Margarita Koczanowa

Personal information
- Nationality: Polish
- Born: 1 February 1999 (age 27) Grodno, Belarus

Sport
- Sport: Athletics
- Event: Middle-distance running

Achievements and titles
- Personal bests: 800m: 1:59.37 (Tokyo, 2025)

Medal record
Women's athletics
Representing Poland
Summer World University Games
| Gold medal – first place | 2021 Chengdu | 4x400m relay |

= Margarita Koczanowa =

Polish athlete (born 1999)

Margarita Koczanowa (born 1 February 1999) is a Polish middle-distance runner. In 2023, she became Polish national indoor 800 metres champion at the Polish Indoor Athletics Championships.

==Early and personal life==
Born in Grodno to a Russian father, her mother's parents are Polish and she spoke the Polish language at home. She obtained a Polish passport in the spring of 2021 and had to forego her Belarusian citizenship. She had left Belarus for Poland to study in Łódź in 2017 before later living with her sister in Kraków.

==Career==
In 2018, she represented Belarus in the 2018 World Athletics U20 Championships in Tampere, Finland and at that time trained with Henryka Blausz. She was later trained by Zbigniew Król and became a member of AZS AWF Kraków. She was selected to represent Poland at the 2021 European Athletics U23 Championships in Tallinn, but while she awaiting the start of the competition in Estonia she was informed that there had been an issue with her paperwork around her nationality change to Poland and was not able to compete.

In February 2023, she became Polish 800 metres champion at the Polish Indoor Athletics Championships in Toruń. That year, Koczanowa made her senior debut in Polish colours, racing at the 2023 European Athletics Indoor Championships in Istanbul, Turkey and the 2023 World Athletics Championships in Budapest, Hungary. She won gold in the 4 x 400 metres relay at the 2021 Summer World University Games held in China in 2023, where she also reached the final of the individual 800 metres.
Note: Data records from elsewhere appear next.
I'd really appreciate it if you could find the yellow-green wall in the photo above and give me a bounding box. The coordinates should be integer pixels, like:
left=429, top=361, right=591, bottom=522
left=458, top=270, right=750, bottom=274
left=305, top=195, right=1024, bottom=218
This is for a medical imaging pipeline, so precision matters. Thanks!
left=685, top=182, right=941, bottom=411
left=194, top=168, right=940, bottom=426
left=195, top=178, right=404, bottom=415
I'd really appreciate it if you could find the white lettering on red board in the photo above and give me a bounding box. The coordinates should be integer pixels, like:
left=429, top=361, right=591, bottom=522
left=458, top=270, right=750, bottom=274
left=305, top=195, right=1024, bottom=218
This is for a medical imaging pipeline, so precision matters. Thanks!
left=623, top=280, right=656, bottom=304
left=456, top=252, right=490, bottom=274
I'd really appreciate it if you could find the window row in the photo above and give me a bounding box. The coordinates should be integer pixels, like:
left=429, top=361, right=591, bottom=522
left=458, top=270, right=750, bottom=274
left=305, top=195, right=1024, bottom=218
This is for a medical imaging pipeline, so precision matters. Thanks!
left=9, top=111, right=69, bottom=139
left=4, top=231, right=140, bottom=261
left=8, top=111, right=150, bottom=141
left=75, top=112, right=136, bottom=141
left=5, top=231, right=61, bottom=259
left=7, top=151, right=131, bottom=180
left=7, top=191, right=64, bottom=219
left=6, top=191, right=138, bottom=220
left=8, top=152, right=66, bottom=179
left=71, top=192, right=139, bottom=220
From January 2024, she began to be trained by Andrzej Giza, and from March 2025, she began to run under the direction of Aneta Lemiesz. In May 2025, she improved her personal best for the 800 metres to 2:00.87 whilst competing at the Janusz Kusociński Memorial in Chorzów. She then ran at the 2025 Meeting International Mohammed VI d'Athlétisme de Rabat, part of the 2025 Diamond League. Later that month, she ran a new 800 metres personal best of 1:59.94 at the World Athletics Continental Tour Gold meeting in Bydgoszcz.

She set a new personal best at the 2025 Kamila Skolimowska Memorial, in Poland, with a run of 1:59.90 for the 800 metres. She competed in the women's 800 metres at the 2025 World Athletics Championships in Tokyo, Japan, running another personal best of 1:59.37, without advancing to the semi-finals.